Kärnten spart vorbildlich
Bei der Umsetzung von Sparprogrammen ist Kärnten Vorreiter
"In Österreich, aber auch in ganz Europa, überlagert derzeit ein Thema alles andere: Wie können durch drastische Sparpakete die ausufernden Budgetdefizite wieder auf ein erträgliches Maß reduziert werden. In Kärnten haben wir uns schon im Vorjahr dem Spardruck gestellt und sind damit Vorreiter bei der Umsetzung von Sparprogrammen", so Kärntens Finanzlandesrat Harald Dobernig (FPK) zur aktuellen Diskussion. Ab heute tagt der zweite Budgetkonvent des Landes Kärnten und durchleuchtet die bisher erarbeiteten Sparmaßnahmen im Hinblick auf das Budget 2011.

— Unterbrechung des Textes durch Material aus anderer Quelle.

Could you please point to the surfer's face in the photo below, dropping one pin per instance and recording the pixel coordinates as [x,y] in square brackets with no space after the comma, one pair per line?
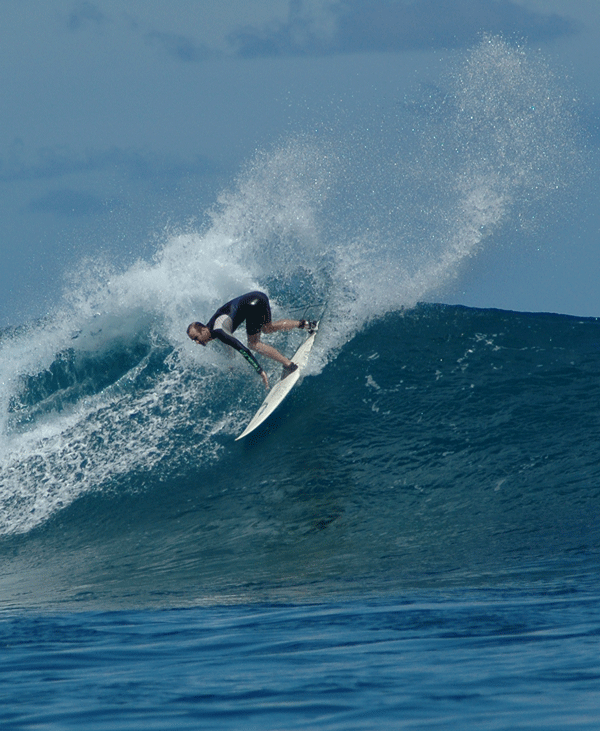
[200,335]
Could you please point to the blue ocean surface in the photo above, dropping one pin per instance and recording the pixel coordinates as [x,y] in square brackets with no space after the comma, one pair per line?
[411,541]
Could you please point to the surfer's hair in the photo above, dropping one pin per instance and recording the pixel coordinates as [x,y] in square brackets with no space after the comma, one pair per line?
[195,325]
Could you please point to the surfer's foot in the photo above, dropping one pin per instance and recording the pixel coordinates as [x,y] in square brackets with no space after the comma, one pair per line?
[288,369]
[310,325]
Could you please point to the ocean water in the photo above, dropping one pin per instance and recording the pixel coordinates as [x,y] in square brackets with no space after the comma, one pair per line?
[411,541]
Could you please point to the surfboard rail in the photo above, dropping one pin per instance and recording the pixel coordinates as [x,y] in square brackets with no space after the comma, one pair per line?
[281,389]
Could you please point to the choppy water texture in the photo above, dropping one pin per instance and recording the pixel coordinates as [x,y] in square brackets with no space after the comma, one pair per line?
[410,541]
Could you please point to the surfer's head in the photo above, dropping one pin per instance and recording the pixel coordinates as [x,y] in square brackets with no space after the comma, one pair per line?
[199,333]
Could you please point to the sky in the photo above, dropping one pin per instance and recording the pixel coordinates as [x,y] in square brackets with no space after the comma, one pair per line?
[122,120]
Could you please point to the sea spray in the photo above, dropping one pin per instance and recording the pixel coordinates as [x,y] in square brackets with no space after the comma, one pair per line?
[108,393]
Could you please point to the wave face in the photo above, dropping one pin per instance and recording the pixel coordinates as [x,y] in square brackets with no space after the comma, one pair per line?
[425,442]
[441,445]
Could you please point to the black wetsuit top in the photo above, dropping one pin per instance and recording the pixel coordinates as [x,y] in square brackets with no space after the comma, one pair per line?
[252,307]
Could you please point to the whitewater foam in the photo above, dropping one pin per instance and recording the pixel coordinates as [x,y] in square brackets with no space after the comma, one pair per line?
[371,228]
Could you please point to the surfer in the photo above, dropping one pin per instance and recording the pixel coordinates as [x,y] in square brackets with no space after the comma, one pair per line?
[255,309]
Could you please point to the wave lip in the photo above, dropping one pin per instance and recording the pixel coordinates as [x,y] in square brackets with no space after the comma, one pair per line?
[443,446]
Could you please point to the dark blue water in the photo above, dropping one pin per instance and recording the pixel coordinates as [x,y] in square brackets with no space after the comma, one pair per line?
[411,541]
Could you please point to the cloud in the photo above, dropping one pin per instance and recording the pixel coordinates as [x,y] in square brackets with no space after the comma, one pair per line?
[58,162]
[180,47]
[85,13]
[363,26]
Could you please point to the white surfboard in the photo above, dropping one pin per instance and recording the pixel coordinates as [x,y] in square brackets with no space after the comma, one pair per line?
[281,389]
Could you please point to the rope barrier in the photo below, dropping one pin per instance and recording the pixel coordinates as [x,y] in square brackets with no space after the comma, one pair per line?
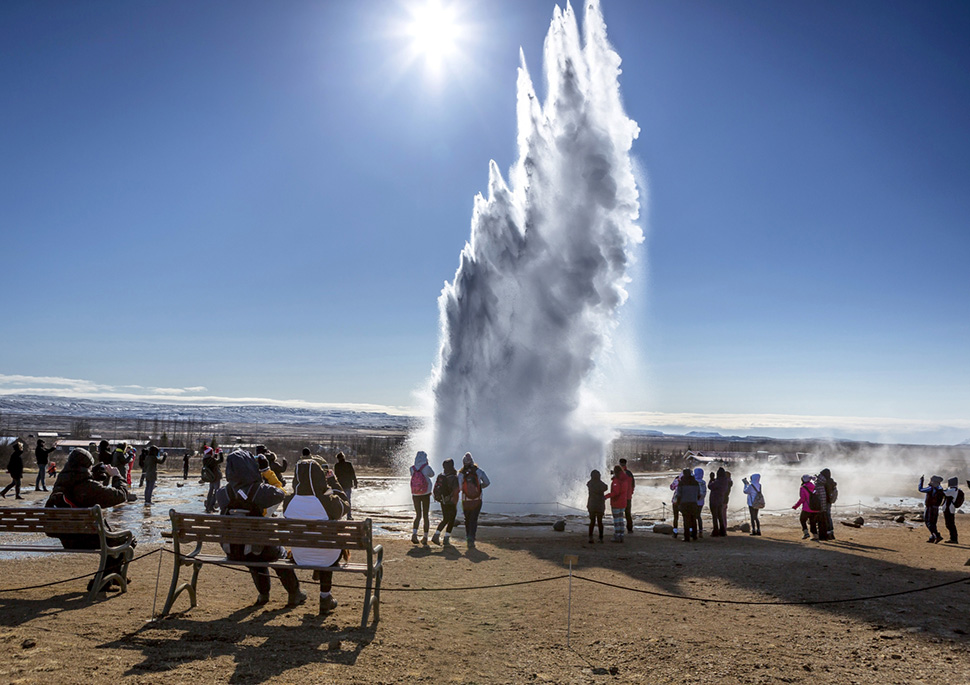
[68,580]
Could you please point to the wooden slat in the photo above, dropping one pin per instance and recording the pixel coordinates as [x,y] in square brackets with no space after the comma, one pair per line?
[253,530]
[351,567]
[55,521]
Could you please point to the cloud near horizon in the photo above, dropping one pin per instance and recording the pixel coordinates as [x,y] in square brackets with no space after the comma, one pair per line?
[882,429]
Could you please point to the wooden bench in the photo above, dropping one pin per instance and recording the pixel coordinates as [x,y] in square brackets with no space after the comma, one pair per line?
[255,530]
[69,522]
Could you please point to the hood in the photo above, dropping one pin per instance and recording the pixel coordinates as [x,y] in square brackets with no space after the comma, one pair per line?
[309,478]
[242,470]
[420,459]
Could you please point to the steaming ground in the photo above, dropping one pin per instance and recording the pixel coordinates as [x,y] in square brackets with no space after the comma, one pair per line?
[535,297]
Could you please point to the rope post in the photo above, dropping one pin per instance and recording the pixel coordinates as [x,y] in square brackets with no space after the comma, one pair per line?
[570,559]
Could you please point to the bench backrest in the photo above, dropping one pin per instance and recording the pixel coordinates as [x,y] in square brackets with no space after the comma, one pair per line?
[256,530]
[54,521]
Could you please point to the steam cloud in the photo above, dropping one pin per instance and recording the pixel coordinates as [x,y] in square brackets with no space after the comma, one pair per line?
[535,297]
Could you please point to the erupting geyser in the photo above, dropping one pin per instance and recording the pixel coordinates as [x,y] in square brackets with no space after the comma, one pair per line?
[535,297]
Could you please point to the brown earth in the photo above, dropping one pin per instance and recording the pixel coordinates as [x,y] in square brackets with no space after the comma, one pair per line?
[518,634]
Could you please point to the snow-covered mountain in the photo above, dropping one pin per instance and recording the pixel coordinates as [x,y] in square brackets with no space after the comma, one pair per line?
[208,413]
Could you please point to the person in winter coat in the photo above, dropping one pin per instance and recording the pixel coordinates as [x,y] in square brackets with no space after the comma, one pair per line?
[212,461]
[827,491]
[719,490]
[752,490]
[596,502]
[314,499]
[809,516]
[150,471]
[675,502]
[688,491]
[618,495]
[472,481]
[951,497]
[421,486]
[105,455]
[448,491]
[347,477]
[702,485]
[41,454]
[934,499]
[629,505]
[246,494]
[15,467]
[76,486]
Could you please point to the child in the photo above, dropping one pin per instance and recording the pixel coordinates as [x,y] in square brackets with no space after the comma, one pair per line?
[618,496]
[596,502]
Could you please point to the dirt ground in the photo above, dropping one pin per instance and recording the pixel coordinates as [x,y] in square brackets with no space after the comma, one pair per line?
[518,634]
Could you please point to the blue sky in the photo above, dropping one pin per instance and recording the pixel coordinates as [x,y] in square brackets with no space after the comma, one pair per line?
[251,199]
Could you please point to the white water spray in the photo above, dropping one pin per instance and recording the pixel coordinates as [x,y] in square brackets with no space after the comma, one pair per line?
[535,297]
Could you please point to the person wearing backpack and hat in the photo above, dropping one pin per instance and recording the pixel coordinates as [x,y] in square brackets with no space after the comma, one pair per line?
[247,494]
[934,498]
[471,480]
[953,500]
[421,475]
[756,501]
[809,502]
[314,499]
[446,492]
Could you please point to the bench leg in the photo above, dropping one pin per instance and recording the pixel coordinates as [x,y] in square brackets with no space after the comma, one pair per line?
[175,589]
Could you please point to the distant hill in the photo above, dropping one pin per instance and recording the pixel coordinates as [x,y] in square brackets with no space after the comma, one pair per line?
[207,413]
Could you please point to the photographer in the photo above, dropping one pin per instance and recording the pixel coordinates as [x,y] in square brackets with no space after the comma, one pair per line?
[82,484]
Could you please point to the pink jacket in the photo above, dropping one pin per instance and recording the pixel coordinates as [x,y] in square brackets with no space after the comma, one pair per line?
[803,494]
[619,493]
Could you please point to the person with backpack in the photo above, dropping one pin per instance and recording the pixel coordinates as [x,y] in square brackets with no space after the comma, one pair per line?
[934,499]
[421,475]
[77,486]
[41,454]
[149,470]
[809,501]
[346,476]
[15,467]
[953,500]
[720,489]
[828,493]
[702,487]
[688,492]
[617,495]
[211,474]
[247,494]
[471,481]
[446,492]
[756,501]
[314,499]
[596,502]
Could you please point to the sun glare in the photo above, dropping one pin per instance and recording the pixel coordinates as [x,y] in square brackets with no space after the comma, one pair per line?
[435,33]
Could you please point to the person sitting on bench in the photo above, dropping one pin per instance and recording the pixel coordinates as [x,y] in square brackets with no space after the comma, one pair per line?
[80,485]
[314,499]
[246,494]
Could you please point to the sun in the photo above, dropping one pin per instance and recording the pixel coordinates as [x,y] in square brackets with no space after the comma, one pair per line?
[435,33]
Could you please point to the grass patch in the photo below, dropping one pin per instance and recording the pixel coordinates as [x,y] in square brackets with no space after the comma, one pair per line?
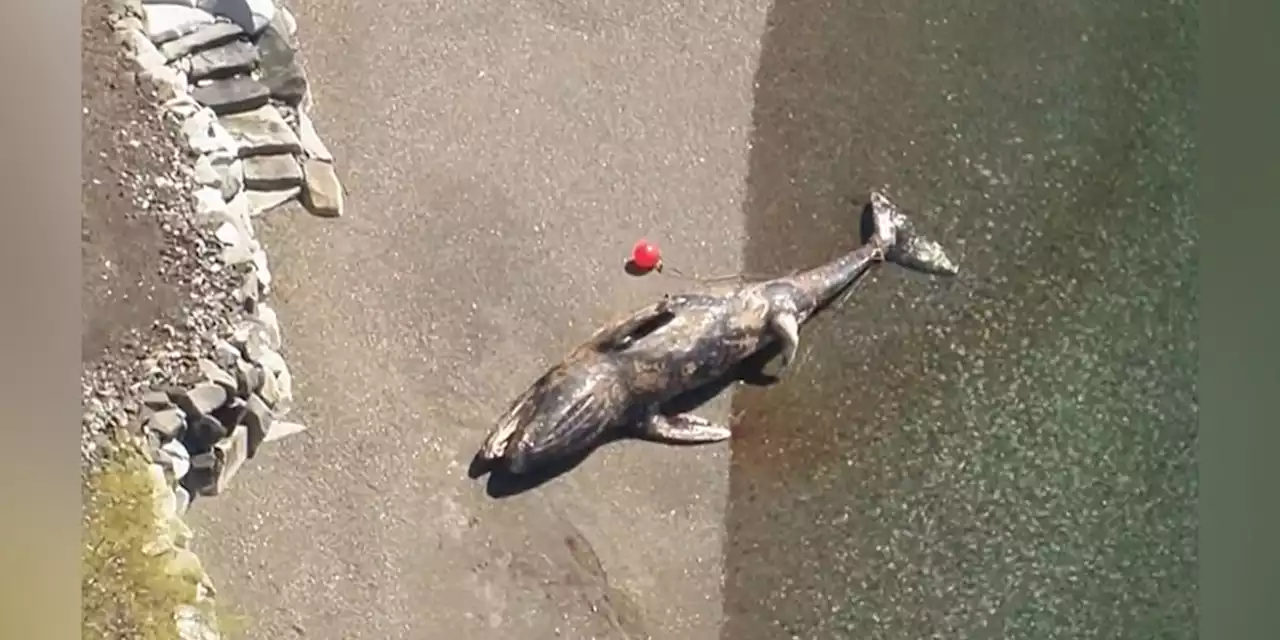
[127,593]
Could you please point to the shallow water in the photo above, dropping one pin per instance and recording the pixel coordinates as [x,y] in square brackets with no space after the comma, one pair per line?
[1009,453]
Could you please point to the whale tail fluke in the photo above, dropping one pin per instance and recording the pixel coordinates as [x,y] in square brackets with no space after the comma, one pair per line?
[883,220]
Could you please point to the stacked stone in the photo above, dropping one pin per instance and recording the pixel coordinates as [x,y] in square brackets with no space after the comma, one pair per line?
[236,81]
[229,74]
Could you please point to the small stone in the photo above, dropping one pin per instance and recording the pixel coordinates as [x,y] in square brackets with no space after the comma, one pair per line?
[168,423]
[174,456]
[250,378]
[205,135]
[178,530]
[216,374]
[323,192]
[222,172]
[182,105]
[146,54]
[283,429]
[279,69]
[232,452]
[156,401]
[272,173]
[251,339]
[186,565]
[210,206]
[311,144]
[237,254]
[225,355]
[229,59]
[273,361]
[264,273]
[202,434]
[284,22]
[261,132]
[257,421]
[205,397]
[232,414]
[284,388]
[168,22]
[264,201]
[202,37]
[270,323]
[232,95]
[183,499]
[229,234]
[269,391]
[254,16]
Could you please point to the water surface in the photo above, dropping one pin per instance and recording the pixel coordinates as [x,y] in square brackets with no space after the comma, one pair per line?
[1009,453]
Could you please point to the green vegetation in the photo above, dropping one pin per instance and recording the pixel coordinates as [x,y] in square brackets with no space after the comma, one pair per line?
[126,592]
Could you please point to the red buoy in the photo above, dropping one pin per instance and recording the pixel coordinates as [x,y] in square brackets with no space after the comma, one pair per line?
[645,256]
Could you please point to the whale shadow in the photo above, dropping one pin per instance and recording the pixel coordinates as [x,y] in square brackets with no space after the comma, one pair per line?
[503,483]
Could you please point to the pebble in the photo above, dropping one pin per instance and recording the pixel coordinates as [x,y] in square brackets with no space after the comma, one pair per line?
[167,22]
[168,423]
[263,132]
[264,201]
[202,37]
[176,457]
[323,192]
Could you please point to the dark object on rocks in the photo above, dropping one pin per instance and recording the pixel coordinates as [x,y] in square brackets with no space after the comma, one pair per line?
[204,398]
[216,374]
[232,95]
[231,414]
[272,173]
[202,474]
[233,58]
[204,37]
[231,452]
[279,68]
[323,192]
[261,132]
[202,433]
[257,421]
[168,423]
[248,378]
[630,374]
[167,22]
[156,400]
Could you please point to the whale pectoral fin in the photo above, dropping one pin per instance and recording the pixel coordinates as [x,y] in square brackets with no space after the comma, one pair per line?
[622,332]
[684,429]
[787,328]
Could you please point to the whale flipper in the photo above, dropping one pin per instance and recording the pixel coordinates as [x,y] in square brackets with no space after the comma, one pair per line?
[786,327]
[684,429]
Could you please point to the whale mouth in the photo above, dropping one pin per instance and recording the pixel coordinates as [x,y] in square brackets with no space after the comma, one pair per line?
[906,247]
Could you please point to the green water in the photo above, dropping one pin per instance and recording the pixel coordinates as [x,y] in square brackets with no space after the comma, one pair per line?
[1009,453]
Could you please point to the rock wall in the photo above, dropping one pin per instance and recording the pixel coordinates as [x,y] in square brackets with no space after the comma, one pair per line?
[229,73]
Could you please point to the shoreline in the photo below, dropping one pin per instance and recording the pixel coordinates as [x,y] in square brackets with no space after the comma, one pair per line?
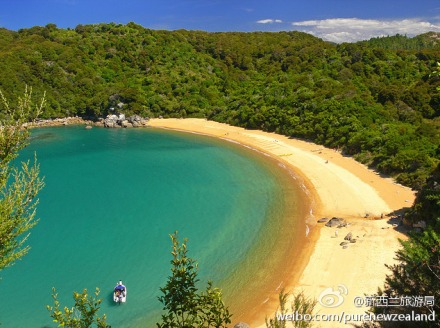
[341,187]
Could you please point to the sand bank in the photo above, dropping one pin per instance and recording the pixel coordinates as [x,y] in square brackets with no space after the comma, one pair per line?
[340,187]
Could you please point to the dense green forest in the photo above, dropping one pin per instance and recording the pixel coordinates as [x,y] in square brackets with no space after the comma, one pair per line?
[375,100]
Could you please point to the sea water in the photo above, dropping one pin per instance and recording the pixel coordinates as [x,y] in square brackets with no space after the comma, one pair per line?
[111,199]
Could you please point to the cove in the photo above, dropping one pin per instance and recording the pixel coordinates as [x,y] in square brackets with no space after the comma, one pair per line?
[111,199]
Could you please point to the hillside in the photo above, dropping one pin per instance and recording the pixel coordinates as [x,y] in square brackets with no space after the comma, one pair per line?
[375,99]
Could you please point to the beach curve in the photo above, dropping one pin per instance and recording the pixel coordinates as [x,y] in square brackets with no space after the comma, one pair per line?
[341,187]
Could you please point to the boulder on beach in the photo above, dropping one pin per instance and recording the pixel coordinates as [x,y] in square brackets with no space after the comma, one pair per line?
[335,222]
[349,236]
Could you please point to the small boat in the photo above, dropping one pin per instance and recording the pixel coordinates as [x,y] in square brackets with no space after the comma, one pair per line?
[120,293]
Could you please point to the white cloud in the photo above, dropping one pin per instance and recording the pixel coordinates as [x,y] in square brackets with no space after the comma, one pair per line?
[355,29]
[269,21]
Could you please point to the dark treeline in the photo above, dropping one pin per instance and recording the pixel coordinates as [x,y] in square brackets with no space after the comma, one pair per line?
[374,99]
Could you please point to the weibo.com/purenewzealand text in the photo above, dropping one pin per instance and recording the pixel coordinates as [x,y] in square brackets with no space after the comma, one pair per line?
[350,317]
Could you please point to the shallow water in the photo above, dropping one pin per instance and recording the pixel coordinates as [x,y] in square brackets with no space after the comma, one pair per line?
[111,199]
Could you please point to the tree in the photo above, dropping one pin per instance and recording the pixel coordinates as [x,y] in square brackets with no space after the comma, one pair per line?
[82,315]
[416,275]
[300,305]
[18,186]
[185,307]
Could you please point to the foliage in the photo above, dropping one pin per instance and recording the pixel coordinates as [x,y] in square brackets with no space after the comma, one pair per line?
[185,307]
[417,274]
[375,100]
[83,314]
[18,186]
[300,304]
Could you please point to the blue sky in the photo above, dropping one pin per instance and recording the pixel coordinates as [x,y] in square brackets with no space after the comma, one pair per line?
[332,20]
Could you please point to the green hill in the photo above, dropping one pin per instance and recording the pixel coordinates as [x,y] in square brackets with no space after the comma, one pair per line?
[374,99]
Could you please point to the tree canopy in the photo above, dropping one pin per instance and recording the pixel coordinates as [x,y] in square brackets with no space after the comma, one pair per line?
[375,100]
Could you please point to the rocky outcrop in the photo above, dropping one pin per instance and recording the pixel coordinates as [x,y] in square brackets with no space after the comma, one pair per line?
[118,121]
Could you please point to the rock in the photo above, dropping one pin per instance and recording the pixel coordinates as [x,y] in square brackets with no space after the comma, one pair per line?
[334,222]
[349,236]
[241,325]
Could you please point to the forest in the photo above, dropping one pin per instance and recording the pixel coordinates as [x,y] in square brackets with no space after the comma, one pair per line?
[376,100]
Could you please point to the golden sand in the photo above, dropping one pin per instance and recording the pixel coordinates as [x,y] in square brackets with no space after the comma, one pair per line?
[341,187]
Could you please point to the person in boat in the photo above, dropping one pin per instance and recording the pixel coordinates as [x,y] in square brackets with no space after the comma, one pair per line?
[120,289]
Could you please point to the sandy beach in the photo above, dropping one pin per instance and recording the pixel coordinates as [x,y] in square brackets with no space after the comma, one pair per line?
[340,187]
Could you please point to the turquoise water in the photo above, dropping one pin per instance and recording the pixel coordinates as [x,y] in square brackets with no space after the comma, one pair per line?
[111,199]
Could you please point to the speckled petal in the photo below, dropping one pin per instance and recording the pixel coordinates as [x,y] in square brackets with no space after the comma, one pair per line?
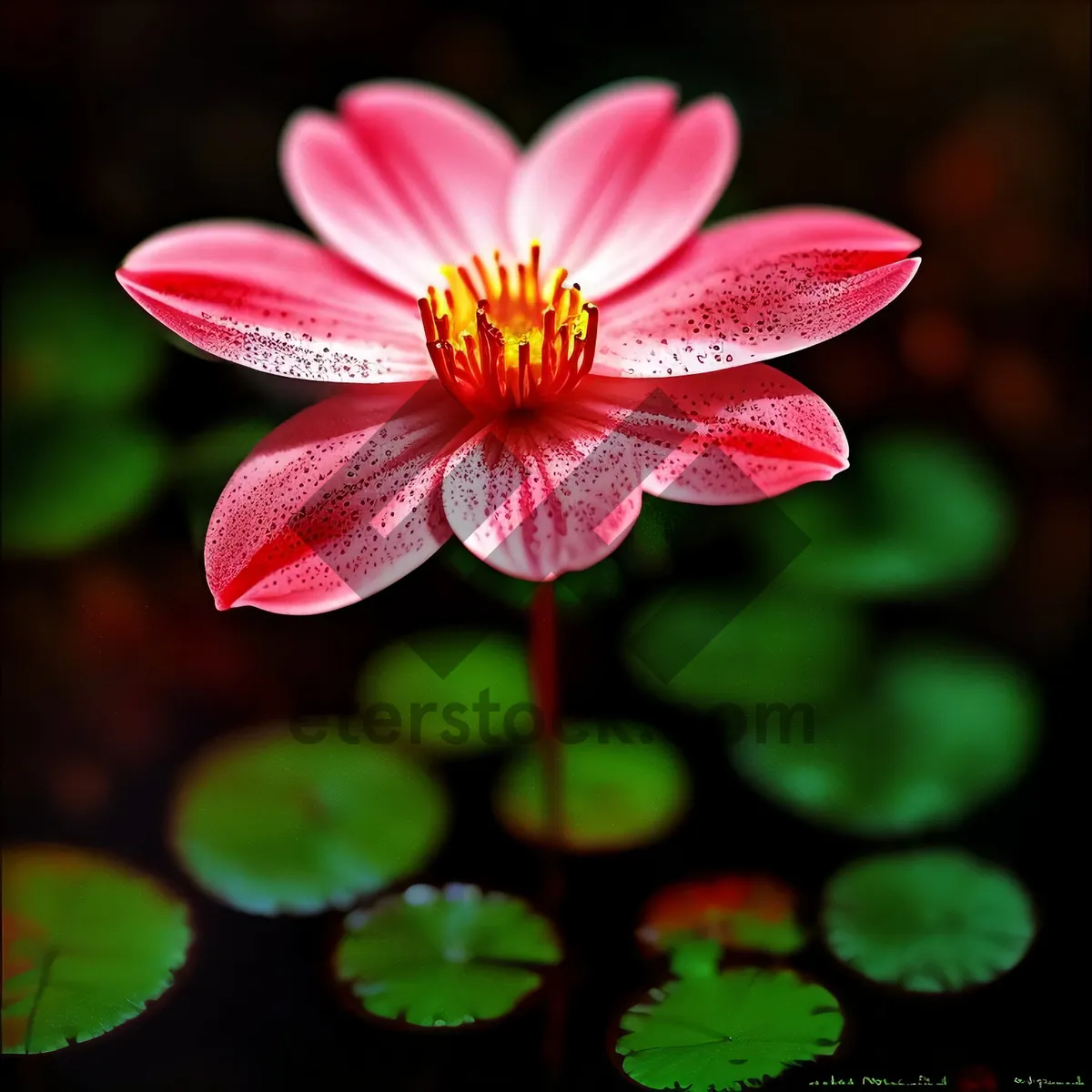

Schon im Vorjahr hat Kärnten eine Verwaltungsreform eingeleitet und die Zahl der Abteilungen von ursprünglich 20 auf derzeit 14 reduziert. Im Endausbau der Reform wird es ab Anfang 2011 nur mehr zehn Kompetenzzentren geben. Von der Koalition wurde auch eine Pensionsreform für die öffentlich Bediensteten gemäß den Empfehlungen des Bundesrechnungshofes beschlossen, die am 1.1.2011 in Kraft tritt. Beim Personal sollen bis 2014 rund 10 Prozent der Planstellen eingespart werden. Durch einen straffen Budgetvollzug, Kreditsperren und eine drastische Reduktion der Ermessensausgaben konnte bereits die beschlossene Neuverschuldung für 2009 um insgesamt 56 Mio. Euro abgesenkt werden.
Im Vergleich dazu seien die Mitglieder der Bundesregierung "Ankündigungskaiser aber Umsetzungszwerge". "Das permanente hinhauen auf Kärnten, speziell durch ÖVP-Staatssekretär Lopatka und SPÖ-Staatssekretär Schieder, dient längst nur mehr der Ablenkung von den eigenen drastischen Versäumnissen. Wo bleibt eine echte Verwaltungsreform des Bundes, die laut Rechnungshof Milliarden für das Budget bringen würde? Wo bleibt die Umsetzung der unzähligen Krisenpläne, die in den letzten Monaten von der Regierungsspitze verkündet wurden?", fragt Kärntens Finanzreferent. Die Medien würden mittlerweile ihr Augenmerk zu Recht auf die anderen Bundesländer richten, so Dobernig mit Verweis auf die Steiermark, Burgenland oder Niederösterreich, wo eine Milliarde Euro an Wohnbaugeldern verspekuliert wurde.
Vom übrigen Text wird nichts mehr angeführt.